# Autotrail Tracker chassis rust



## thornem (May 10, 2012)

Having recently bought a 2007 Autotrail Tracker I've been underneath it and found a very rusty chassis section supporting the right hand side floor amidships. It was originally painted black but the paint has peeled off in large strips leaving the chassis section to rust. It's not structurally unsound but would become so if left untreated. The section is not galvanised and has clearly just been sprayed with black paint without a primer coat.

Has anyone else experienced this? Is it normal for Autotrail motorhomes? 

I've cleaned it back (filthy job) and treated it with Kurust, and will apply Waxoyl type treatment. Any better ideas?


----------



## DTPCHEMICALS (Jul 24, 2006)

Although the base vehicle is at least five years old I would get in touch with both Autotrail and Fiat. Send them Photo`s. Maybe post some on here too. That is not a good advert.

All my chassis is painted white. And is nearly as clean as the day I purchased it.

Dave p


----------



## thornem (May 10, 2012)

*Autotrail Tracker Chassis rust*

The Chassis part in question is not the Fiat structure, nor is it the rear end which is galvanised, but an insert about 1M long and 200mm high towards the centre of the vehicle.
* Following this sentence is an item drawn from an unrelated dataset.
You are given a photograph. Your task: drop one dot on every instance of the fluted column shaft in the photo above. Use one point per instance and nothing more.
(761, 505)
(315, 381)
Here's a picture of what it looks like after a bit of scraping.


----------



## DTPCHEMICALS (Jul 24, 2006)

looks like a job for Hammerite.
I have to do our towbar which was only fitted 2 years ago.
Looks like it has been originally painted with an aerosol.

Dave p


----------



## robrace (Jun 30, 2005)

*rust*

If the chassis rail unbolts I would be enclined to remove it!get it bead/sand blasted paint it properly and put back on.Although you can paint it it situ you will not be able to get at top of it where it is against floor.If you are going to keep the van sometime you mays as well do it once rather than have to redo it in a couple of years..


----------



## thornem (May 10, 2012)

Thanks for the suggestion. It's fairly well embedded so removing it would be an exercise. It sits underneath the seat belt anchorage points which are bolted through a big frame on the floor, and looks like a matched pair of frames, one inside (rust free) and the other outside. This Tracker has two forward facing passenger seats; not all do.


I've written to Autotrail asking their advice.


----------